Pour endormir la communauté internationale, le gouvernement Santos a promis d’organiser un plébiscite. Ceci est également une tromperie astucieuse. Il s’agit d’un plébiscite anormal: les Colombiens devraient répondre, selon lui,  par un oui ou par un non à une seule question. Répondre de cette façon –pour valider ou rejeter un document si complexe– serait inapproprié.  Or, cette forme de plébiscite n’est pas autorisée par la Constitution: le gouvernement Santos prétend abaisser le seuil d’approbation à 13% quand la Constitution exige un taux d’approbation ou de rejet de 50%  plus un vote des suffrages exprimés. Et, comme si cela ne suffisait pas, le plébiscite serait organisé à la dernière minute: après que  la réforme de la Constitution ait été perpétrée.

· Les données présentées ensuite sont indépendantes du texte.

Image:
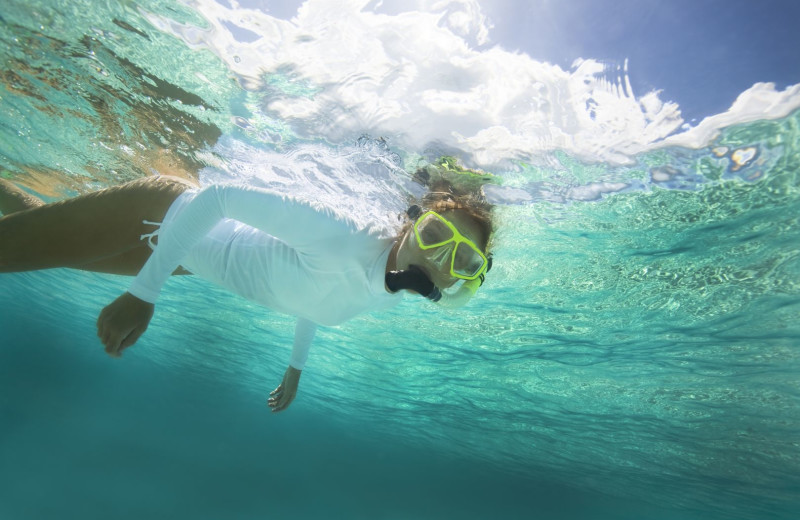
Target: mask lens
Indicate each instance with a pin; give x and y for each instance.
(467, 261)
(433, 231)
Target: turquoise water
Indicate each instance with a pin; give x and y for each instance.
(634, 353)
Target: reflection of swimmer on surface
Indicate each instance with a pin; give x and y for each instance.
(293, 257)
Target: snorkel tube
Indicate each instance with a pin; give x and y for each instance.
(415, 280)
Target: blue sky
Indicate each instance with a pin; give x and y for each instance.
(699, 53)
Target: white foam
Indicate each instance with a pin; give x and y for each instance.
(426, 76)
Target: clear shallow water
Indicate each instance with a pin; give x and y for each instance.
(634, 353)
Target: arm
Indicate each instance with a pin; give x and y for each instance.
(282, 397)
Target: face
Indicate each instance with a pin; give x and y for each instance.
(435, 263)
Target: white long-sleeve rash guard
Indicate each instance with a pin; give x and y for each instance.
(284, 254)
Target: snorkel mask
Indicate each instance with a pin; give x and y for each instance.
(444, 243)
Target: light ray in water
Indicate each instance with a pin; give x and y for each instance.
(637, 335)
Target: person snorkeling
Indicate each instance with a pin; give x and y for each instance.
(293, 257)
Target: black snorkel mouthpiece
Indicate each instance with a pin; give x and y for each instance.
(415, 280)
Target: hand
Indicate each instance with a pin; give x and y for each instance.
(122, 323)
(282, 397)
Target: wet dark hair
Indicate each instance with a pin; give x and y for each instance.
(450, 195)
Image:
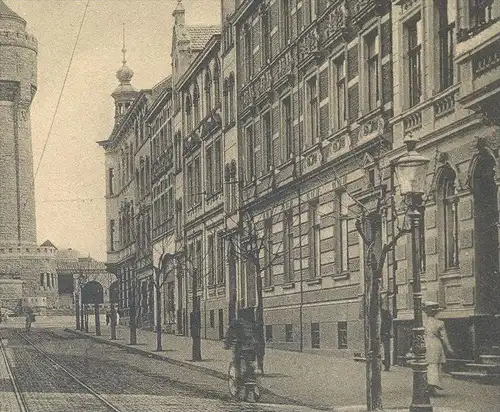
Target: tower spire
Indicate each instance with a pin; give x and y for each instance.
(124, 50)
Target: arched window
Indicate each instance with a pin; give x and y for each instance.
(448, 201)
(196, 104)
(208, 92)
(189, 113)
(216, 82)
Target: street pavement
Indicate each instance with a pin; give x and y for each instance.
(316, 380)
(127, 381)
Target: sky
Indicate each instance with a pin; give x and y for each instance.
(72, 166)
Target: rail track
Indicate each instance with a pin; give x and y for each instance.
(24, 404)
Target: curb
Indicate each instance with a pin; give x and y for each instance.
(185, 364)
(149, 354)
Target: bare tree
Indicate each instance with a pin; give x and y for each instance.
(253, 243)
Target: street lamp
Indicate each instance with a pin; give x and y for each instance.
(411, 171)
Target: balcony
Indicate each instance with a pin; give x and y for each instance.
(479, 58)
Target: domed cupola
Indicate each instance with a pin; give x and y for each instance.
(125, 93)
(10, 20)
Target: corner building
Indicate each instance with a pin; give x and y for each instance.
(446, 94)
(24, 265)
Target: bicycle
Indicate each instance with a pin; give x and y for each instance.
(247, 387)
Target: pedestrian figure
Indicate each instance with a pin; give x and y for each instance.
(386, 334)
(436, 344)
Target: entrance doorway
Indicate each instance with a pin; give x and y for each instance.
(486, 234)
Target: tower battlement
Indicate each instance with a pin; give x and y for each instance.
(19, 39)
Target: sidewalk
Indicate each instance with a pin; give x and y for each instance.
(319, 381)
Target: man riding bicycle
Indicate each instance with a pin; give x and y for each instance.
(241, 335)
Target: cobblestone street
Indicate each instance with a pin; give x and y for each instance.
(127, 382)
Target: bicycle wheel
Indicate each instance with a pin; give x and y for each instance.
(232, 381)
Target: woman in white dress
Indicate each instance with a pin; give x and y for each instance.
(436, 343)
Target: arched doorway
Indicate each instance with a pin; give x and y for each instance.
(114, 292)
(92, 293)
(486, 233)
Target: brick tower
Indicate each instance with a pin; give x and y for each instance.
(22, 263)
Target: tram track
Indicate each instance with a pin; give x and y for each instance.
(21, 396)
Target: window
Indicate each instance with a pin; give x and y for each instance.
(218, 166)
(111, 181)
(208, 92)
(342, 335)
(288, 246)
(414, 33)
(250, 155)
(266, 35)
(112, 235)
(196, 104)
(189, 114)
(340, 92)
(313, 105)
(211, 259)
(285, 21)
(287, 127)
(197, 180)
(447, 14)
(267, 137)
(343, 232)
(212, 318)
(209, 167)
(269, 333)
(199, 264)
(268, 251)
(314, 239)
(315, 336)
(311, 10)
(450, 217)
(288, 332)
(248, 50)
(372, 63)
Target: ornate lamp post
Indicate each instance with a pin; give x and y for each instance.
(411, 170)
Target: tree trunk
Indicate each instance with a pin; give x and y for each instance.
(375, 341)
(195, 321)
(97, 320)
(77, 311)
(259, 318)
(86, 319)
(113, 321)
(132, 315)
(82, 314)
(158, 315)
(367, 331)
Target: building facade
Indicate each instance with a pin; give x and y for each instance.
(273, 152)
(27, 270)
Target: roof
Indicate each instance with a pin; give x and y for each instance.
(6, 12)
(200, 35)
(158, 88)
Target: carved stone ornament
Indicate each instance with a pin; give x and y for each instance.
(337, 19)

Les sondages d’opinion montrent de façon constante qu’entre 80 et 90% des Colombiens sont opposés aux principaux points de l’accord: l’impunité pour les responsables des atrocités commises par les FARC et l’éligibilité politique des terroristes des FARC, entre autres. Les enquêtes montrent que la cote de popularité du président Santos est en baisse constante et qu’elle est de seulement 13% aujourd’hui  –le taux le plus bas d’un président en Amérique latine. Avec l’opinion publique clairement opposée à ce qu’il a négocié jusqu’à présent, il n’est pas surprenant que le gouvernement.

Santos essaie de vendre sa négociation à l’étranger et d’abuser de la bonne foi du peuple suisse pour atteindre ses objectifs.

Nous demandons respectueusement au Gouvernement suisse se ranger du côté du peuple colombien et du côté du respect de la Constitution de la Colombie et de ses institutions démocratiques. Nous vous prions de  suspendre toute aide à cette autocratie naissante et de ne pas aider à ériger un narco-État en Colombie. Nous vous demandons de ne pas appuyer ou participer à ce projet.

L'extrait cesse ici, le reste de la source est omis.